What the Analyzer Validates per Statement Type

SELECT

  • FROM clause: every table reference exists in the catalog (or is a valid subquery).
  • JOIN conditions: every column in ON expr resolves correctly against the BindContext.
  • SELECT list: every column reference resolves; computed expressions type-check.
  • WHERE clause: every column reference resolves.
  • GROUP BY: every expression resolves.
  • HAVING: every column reference resolves (must be either in GROUP BY or aggregate).
  • ORDER BY: every expression resolves.

INSERT

  • Target table exists in the catalog.
  • Each named column in the column list exists in the table.
  • If INSERT ... SELECT, the inner SELECT is analyzed.
  • Column count in VALUES must match the column list (or all non-DEFAULT columns if no column list is given).

UPDATE

  • Target table exists in the catalog.
  • Every column in SET assignments exists in the table.
  • WHERE clause column references resolve against the target table.

DELETE

  • Target table exists in the catalog.
  • WHERE clause column references resolve against the target table.

CREATE TABLE

  • No table with the same name exists (unless IF NOT EXISTS).
  • Each REFERENCES table(col) in a foreign key references a table that exists and a column that exists in that table and is a primary key or unique column.
  • CHECK expressions are parsed and type-checked (must evaluate to boolean).

DROP TABLE

  • Target table exists (unless IF EXISTS).
  • No other table has a foreign key pointing to the target (unless CASCADE).

CREATE INDEX

  • Target table exists in the catalog.
  • Every indexed column exists in the table.
  • No index with the same name already exists (unless IF NOT EXISTS).

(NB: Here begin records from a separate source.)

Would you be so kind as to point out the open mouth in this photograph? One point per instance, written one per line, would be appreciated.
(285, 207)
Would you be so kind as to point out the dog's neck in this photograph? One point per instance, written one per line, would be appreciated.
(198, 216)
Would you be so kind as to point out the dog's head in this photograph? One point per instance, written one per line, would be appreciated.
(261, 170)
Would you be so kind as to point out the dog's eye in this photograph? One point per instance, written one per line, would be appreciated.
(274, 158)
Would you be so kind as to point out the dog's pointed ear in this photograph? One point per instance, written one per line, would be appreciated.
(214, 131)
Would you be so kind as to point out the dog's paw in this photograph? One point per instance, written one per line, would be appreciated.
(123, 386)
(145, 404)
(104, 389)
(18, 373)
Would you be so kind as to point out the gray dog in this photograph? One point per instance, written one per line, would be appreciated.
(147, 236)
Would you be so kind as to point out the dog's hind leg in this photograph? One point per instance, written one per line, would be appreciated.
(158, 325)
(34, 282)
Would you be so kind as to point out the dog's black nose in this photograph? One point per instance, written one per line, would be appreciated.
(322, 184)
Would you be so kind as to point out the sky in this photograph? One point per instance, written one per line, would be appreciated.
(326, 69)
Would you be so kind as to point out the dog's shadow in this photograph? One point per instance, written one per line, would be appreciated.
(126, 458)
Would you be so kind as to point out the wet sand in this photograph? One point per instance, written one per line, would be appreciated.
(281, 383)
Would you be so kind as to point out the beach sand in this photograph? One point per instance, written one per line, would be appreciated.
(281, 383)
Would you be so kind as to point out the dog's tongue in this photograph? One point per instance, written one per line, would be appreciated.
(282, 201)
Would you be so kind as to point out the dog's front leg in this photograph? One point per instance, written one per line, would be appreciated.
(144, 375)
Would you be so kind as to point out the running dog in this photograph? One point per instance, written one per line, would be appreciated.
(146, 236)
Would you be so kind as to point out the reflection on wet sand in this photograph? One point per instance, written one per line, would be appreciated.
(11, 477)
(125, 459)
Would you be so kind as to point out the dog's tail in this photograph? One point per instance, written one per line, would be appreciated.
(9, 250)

CREATE DATABASE / DROP DATABASE / USE / SHOW DATABASES

These statements are mostly pass-through at the analyzer layer:

  • CREATE DATABASE and DROP DATABASE carry names but no column bindings
  • USE is validated against the database catalog at execution/wire time
  • SHOW DATABASES produces a computed rowset and needs no name resolution

Error Types

ErrorSQLSTATEWhen it occurs
TableNotFound42P01FROM, JOIN, or REFERENCES points to unknown table
ColumnNotFound42703Column name not in any in-scope table
AmbiguousColumn42702Unqualified column matches in multiple tables
DuplicateTable42P07CREATE TABLE for an existing table
TypeMismatch42804Expression type incompatible with column type

Snapshot Isolation in the Analyzer

The analyzer calls CatalogReader::list_tables and CatalogReader::list_columns with the caller’s TransactionSnapshot. This means the analyzer sees the schema as it appeared at the start of the current transaction, not the latest committed schema.

This ensures that:

  • A concurrent DDL (CREATE TABLE) that commits after the current transaction began is invisible to the current transaction’s analyzer.
  • Schema changes within the same transaction are visible to subsequent statements in that same transaction.

Post-Analysis AST

After analysis, every Expr::Column in the AST has its col_idx set to the correct position in the combined row. The executor uses col_idx to index directly into the row array — no name lookup occurs at execution time.

#![allow(unused)]
fn main() {
// Before analysis (from parser):
Expr::Column { name: "total".to_string(), table: Some("o".to_string()), col_idx: 0 }

// After analysis (from analyzer):
Expr::Column { name: "total".to_string(), table: Some("o".to_string()), col_idx: 6 }
// col_idx = orders.col_offset (4) + position of "total" in orders (2)
}

This separation of concerns means the executor is a pure interpreter over the analyzed AST — it never touches the catalog and never performs name resolution. All validation errors are caught before any I/O begins.